\[\newcommand{\andop}{\mathrel{\&\!\&}} \newcommand{\orop}{\mathrel{\|}} \newcommand{\ff}{\mathsf{false}} \newcommand{\tt}{\mathsf{true}} \newcommand{\tm}[1]{\mathsf{#1}} \newcommand{\nt}[1]{\mathit{#1}}\]

Obtaining Grammars Suitable for Predictive Parsing

Now we know how to identify whether or not a grammar is LL(1), and how to implement parsing. However, typically the most straightforward descriptions of syntax by context-free grammars do not turn out to be LL(1). Consider, for example, the simple one-line description of Boolean expressions:

\[B \Coloneqq B \andop B \mid B \orop B \mid \tt \mid \ff \mid (B)\]

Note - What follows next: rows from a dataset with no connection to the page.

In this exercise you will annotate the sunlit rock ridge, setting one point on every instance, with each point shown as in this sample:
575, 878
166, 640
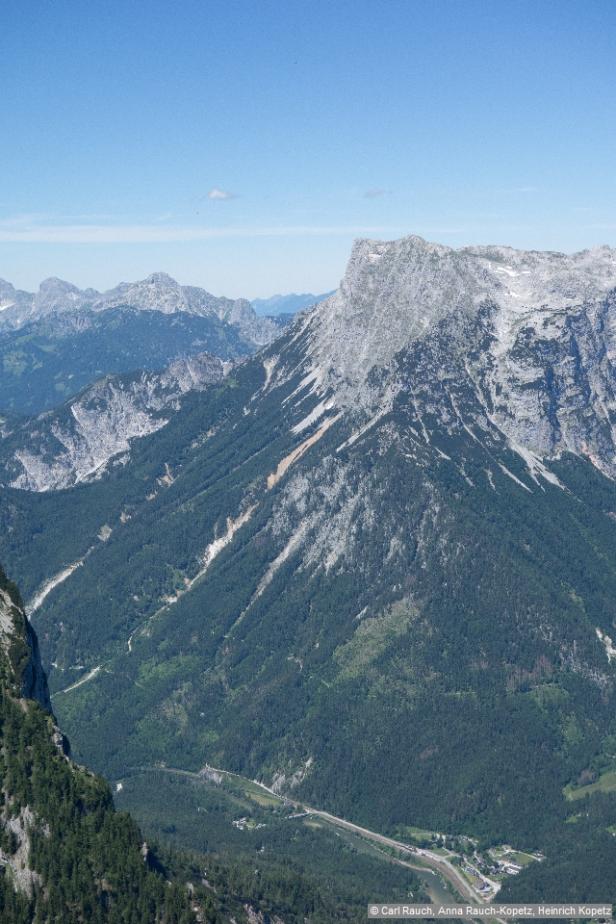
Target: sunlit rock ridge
158, 292
532, 334
76, 442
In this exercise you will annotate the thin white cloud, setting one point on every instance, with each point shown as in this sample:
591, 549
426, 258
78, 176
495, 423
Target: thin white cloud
376, 193
220, 195
15, 232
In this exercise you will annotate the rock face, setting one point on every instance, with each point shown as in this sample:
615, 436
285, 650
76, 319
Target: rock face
159, 292
76, 442
395, 524
532, 333
22, 670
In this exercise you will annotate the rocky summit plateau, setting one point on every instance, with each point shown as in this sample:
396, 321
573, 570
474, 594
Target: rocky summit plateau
371, 566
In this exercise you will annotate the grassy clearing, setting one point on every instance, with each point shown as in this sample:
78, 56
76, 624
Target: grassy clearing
605, 783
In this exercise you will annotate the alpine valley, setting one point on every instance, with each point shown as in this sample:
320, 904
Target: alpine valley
371, 566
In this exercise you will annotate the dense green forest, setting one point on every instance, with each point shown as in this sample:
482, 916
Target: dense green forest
49, 360
403, 631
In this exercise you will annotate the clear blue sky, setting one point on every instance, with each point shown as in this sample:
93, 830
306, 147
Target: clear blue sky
308, 122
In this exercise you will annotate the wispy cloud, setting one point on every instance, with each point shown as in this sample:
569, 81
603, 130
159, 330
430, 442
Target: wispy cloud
220, 195
47, 233
376, 193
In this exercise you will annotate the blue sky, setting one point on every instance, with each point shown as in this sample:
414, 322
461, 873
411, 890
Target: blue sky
243, 145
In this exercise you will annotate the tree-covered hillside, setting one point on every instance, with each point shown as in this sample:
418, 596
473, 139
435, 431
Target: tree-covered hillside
65, 854
346, 572
52, 358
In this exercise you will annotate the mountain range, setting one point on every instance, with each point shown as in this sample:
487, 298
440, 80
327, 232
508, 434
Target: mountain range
287, 304
62, 339
371, 566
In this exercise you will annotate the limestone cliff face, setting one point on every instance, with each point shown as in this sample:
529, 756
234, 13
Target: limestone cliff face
21, 669
76, 442
158, 292
531, 335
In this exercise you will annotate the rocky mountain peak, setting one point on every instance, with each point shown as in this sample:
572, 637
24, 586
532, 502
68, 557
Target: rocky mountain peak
394, 292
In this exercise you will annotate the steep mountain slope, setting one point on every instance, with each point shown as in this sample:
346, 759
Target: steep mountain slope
159, 292
384, 564
76, 442
65, 855
48, 361
56, 342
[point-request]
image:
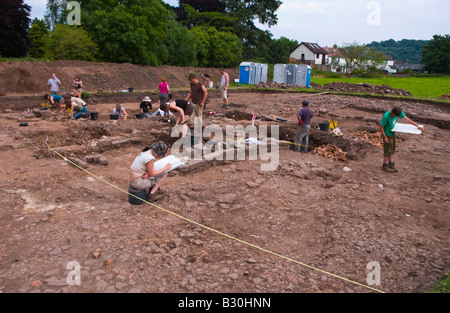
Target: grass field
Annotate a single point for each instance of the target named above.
(426, 87)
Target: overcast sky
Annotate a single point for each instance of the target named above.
(329, 22)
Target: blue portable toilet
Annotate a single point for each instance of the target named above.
(279, 73)
(252, 73)
(301, 78)
(308, 77)
(291, 71)
(245, 73)
(257, 73)
(264, 71)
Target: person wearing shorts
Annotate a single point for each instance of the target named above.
(182, 109)
(389, 141)
(198, 95)
(54, 100)
(143, 175)
(224, 83)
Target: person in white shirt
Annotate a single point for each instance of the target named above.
(121, 111)
(143, 175)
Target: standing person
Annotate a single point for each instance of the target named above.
(143, 175)
(54, 100)
(76, 105)
(224, 83)
(206, 79)
(77, 87)
(304, 120)
(198, 95)
(389, 142)
(54, 83)
(121, 111)
(164, 91)
(183, 111)
(146, 106)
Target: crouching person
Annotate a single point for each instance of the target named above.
(143, 175)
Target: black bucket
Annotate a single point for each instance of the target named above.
(94, 116)
(141, 194)
(324, 126)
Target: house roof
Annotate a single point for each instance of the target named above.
(406, 66)
(314, 47)
(333, 52)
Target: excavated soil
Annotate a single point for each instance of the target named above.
(337, 216)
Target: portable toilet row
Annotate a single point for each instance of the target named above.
(294, 74)
(252, 73)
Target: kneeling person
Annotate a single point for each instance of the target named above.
(143, 175)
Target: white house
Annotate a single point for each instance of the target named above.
(309, 53)
(335, 59)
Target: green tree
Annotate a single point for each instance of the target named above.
(56, 12)
(241, 15)
(361, 57)
(225, 49)
(279, 50)
(38, 35)
(436, 55)
(132, 31)
(14, 25)
(181, 46)
(201, 45)
(215, 48)
(69, 43)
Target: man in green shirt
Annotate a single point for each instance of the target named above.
(387, 124)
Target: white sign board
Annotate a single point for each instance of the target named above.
(406, 128)
(176, 163)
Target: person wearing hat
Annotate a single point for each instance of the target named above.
(164, 91)
(304, 120)
(143, 175)
(182, 109)
(146, 106)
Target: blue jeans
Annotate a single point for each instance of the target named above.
(302, 138)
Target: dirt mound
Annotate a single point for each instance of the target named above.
(277, 85)
(363, 88)
(31, 77)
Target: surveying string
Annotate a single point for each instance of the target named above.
(214, 230)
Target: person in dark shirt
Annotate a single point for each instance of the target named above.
(182, 109)
(304, 120)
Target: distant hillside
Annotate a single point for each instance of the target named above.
(405, 50)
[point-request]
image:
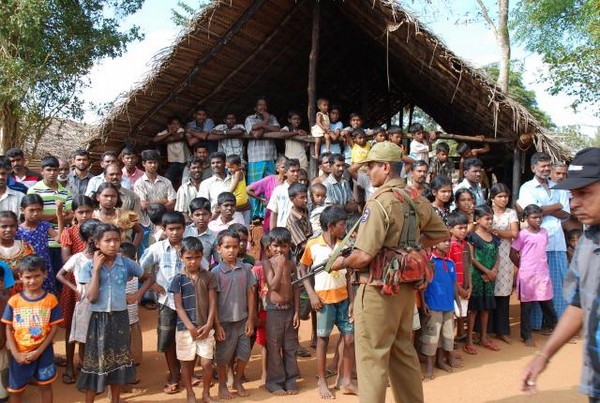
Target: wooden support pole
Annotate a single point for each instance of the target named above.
(312, 76)
(516, 185)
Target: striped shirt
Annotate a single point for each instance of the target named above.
(260, 149)
(50, 197)
(10, 200)
(183, 285)
(147, 190)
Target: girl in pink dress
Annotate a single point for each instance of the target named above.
(528, 253)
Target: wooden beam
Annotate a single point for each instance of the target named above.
(252, 56)
(311, 88)
(207, 57)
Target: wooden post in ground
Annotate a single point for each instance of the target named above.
(516, 185)
(312, 78)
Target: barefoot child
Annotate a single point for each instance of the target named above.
(321, 127)
(438, 305)
(461, 256)
(484, 270)
(282, 316)
(31, 318)
(236, 307)
(528, 253)
(332, 298)
(107, 360)
(195, 296)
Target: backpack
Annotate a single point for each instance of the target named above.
(408, 262)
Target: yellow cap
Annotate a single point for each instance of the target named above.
(385, 151)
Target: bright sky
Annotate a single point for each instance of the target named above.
(473, 42)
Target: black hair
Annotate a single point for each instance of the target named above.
(456, 218)
(31, 263)
(107, 185)
(395, 130)
(128, 250)
(291, 163)
(150, 155)
(15, 152)
(540, 157)
(80, 152)
(86, 233)
(472, 163)
(103, 228)
(239, 228)
(191, 244)
(49, 161)
(227, 233)
(337, 158)
(326, 156)
(358, 132)
(225, 197)
(280, 235)
(296, 188)
(195, 160)
(217, 155)
(30, 199)
(415, 127)
(173, 217)
(155, 212)
(5, 163)
(199, 203)
(482, 211)
(234, 159)
(81, 201)
(332, 215)
(127, 151)
(498, 188)
(532, 209)
(439, 182)
(462, 149)
(442, 147)
(9, 214)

This is a very direct description of Boolean expressions, but it is not the case that which rule we need to use when parsing a given string is determined uniquely by the combination of the left-most nonterminal in the sentential form and the next letter of the input, i.e. the parsing table will have multiple rules in the same cell.

There is no simple recipe to transform a given grammar such as the one above into an LL(1) grammar. Indeed, not all context-free grammars are can be written as an LL(1) grammar. Nevertheless, in practice it is often possible to start with an arbitrary CFG and obtain an LL(1) grammar by rephrasing certain problematic features.

Left Factoring

The definition of the Brischeme language from the coursework sheet Appendix A is not LL(1). Here it is:

\[\begin{array}{rcl} \nt{Prog} &\Coloneqq& \nt{Form}^*\\[4mm] \nt{Form} &\Coloneqq& \nt{SExpr}\\[2mm] &\mid& (\ \tm{define}\ \tm{ident}\ \nt{SExpr}\ )\\[4mm] \nt{SExpr} &\Coloneqq& \tm{literal}\\[2mm] &\mid& \tm{ident}\\[2mm] &\mid& (\ \nt{SExpr}\ \nt{SExpr}^*\ )\\[2mm] &\mid& (\ \tm{primop}\ \nt{SExpr}^*\ )\\[2mm] &\mid& (\ \tm{lambda}\ \tm{(}\ \tm{ident}^*\ \tm{)}\ \nt{SExpr}\ ) \end{array}\]

If we were to construct the parse table $T$, we would see that the cell at $T[\nt{SExpr},\,\tm{(}]$ contains several rules. If the leftmost nonterminal is $\nt{SExpr}$ and the next letter of the input is $\tm{(}$, then clearly, there are three eligible rules:

\[\begin{array}{rcl} \nt{SExpr} &\Coloneqq& (\ \nt{SExpr}\ \nt{SExpr}^*\ )\\[2mm] \nt{SExpr} &\Coloneqq& (\ \tm{primop}\ \nt{SExpr}^*\ )\\[2mm] \nt{SExpr} &\Coloneqq& (\ \tm{lambda}\ \tm{(}\ \tm{ident}^*\ \tm{)}\ \nt{SExpr}\ ) \end{array}\]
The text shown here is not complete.